Another gunshot rang out from inside the stockade. This time it spun Frank around in time to see the marine holster his pistol. He turned a complete circle and looked at his men. Bravo squad was scattered everywhere as they carted fresh bodies back to the meat wagon. Half of Alpha squad was trying to figure out why the post’s defenses would come back online. “Sir, are you positive in your read?”

The Lieutenant’s voice came back over Frank’s headset. “Small numbers. Can’t be more than a couple dozen hostiles Sergeant. But I trust your gut. Double time-it and let’s clear out.”

Frank looked at the men in the towers. The towers weren’t fortified. They weren’t designed to be manned. He keyed the open channel. “Listen up men. Safeties off. Alpha squad – pullback and establish a line of fortification between the stockade and the train. Bravo squad – cease retrieval operations. I want intercept points manned at our 7, 12 and 3. Stay alert men. Double time-it!”

Frank turned and addressed his own squad. Without speaking he ordered PFC Mike Ryan and three other men to sweep the eastern barrack. Tommy was charged likewise with the western barrack. That left the center barrack and the safe cage for Frank’s group. “Sweep it fast. I want all accounted for in five back here on this spot.”

Frank led the charge of his men as they sprinted across the 5-acre compound to the center barrack some fifty meters away.
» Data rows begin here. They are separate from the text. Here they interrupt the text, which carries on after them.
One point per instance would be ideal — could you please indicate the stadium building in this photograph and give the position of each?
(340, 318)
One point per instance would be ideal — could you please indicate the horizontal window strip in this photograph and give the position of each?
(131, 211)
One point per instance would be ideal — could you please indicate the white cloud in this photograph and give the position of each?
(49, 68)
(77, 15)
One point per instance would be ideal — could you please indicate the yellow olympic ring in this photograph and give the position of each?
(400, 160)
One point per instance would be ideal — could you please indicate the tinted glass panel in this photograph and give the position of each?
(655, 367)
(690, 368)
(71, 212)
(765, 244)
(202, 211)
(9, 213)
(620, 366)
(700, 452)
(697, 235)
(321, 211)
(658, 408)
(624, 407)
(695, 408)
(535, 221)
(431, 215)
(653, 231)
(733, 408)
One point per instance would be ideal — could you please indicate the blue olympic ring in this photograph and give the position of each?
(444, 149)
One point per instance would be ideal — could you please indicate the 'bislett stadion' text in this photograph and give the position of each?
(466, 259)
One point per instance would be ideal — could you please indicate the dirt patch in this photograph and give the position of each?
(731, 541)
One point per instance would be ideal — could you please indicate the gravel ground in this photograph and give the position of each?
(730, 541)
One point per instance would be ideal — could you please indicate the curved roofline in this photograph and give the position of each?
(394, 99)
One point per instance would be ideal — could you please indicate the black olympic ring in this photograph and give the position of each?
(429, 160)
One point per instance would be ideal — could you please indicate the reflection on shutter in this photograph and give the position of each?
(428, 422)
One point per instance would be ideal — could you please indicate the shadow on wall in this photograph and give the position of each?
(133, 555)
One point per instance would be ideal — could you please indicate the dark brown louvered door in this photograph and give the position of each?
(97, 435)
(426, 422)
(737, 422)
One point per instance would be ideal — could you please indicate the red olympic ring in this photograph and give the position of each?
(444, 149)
He hurdled over the body of a cropper and was about to jump over one of the fallen farmers when something about the middle-aged man looked wrong. Frank pulled up and stopped his men with a gesture of his hand.
“What is it Sarg?”

Frank looked at the bullet wound in the man’s thigh and then at the defensive wounds on his arms. Some were inflicted with a knife, but the majority looked like gouges from a cropper’s bite. “Private.”

“Sarg.”

“You ever see an infected try to eat someone before?”

The Private starred at the gouges in the farmer’s hands, arms and shoulders. “No Sarg, unless they’d just been turned I was told the infected couldn’t digest meat.”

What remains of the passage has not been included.